To make the classes easier to use for learners, they have been simplified. This simplification is demonstrated through the code used to retrieve a random mountain-themed image from Flickr:

For i = 1 To 10
  pic = Flickr.GetRandomPicture("mountains")
  Desktop.SetWallPaper(pic)
  Program.Delay(10000)
EndFor

==== Turtle graphics ====
Small Basic includes a "Turtle" graphics library that borrows from the Logo family of programming languages. For example, to draw a square using the turtle, the turtle is moved forward by a given number of pixels and rotated 90 degrees in a given direction. This action is then repeated four times to draw the four sides of the square.

For i = 1 to 4
  Turtle.Move(100) ' Forward 100 pixels
  Turtle.Turn(90) ' Turn 90 degrees right
EndFor

More complex drawings are possible by altering the turning angle of the turtle and the number of iterations of the loop. For example, one can draw a hexagon by setting the turn angle to 60 degrees and the number of iterations to six.

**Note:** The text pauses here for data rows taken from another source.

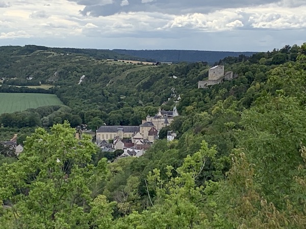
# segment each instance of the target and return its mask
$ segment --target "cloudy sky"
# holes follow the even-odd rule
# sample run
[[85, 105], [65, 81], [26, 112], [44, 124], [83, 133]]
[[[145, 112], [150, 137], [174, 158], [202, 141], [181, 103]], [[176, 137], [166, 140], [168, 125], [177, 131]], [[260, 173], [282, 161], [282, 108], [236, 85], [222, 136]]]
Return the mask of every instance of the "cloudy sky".
[[0, 0], [0, 46], [263, 51], [306, 42], [306, 0]]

=== Third-party libraries ===
Small Basic allows the use of third-party libraries. These libraries must be written in a CLR-compatible language, and the compiled binaries must target a compatible .NET Framework version. The classes provided by the library are required to be static, flagged with a specific attribute, and must use a specific data type.

An example of a class to be used in Small Basic is provided below, written in C#.

[SmallBasicType]
public static class ExampleClass
{
    public static Primitive Add(Primitive A, Primitive B) => A + B;

    public static Primitive SomeProperty
    {
        get;
        set;
    }

    public static Primitive Pi => (Primitive)3.14159;
}

If available, the Small Basic development environment will display documentation for third-party libraries. The development environment accepts documentation in the form of an XML file, which can be automatically generated from source code comments by tools such as Microsoft Visual Studio and MonoDevelop.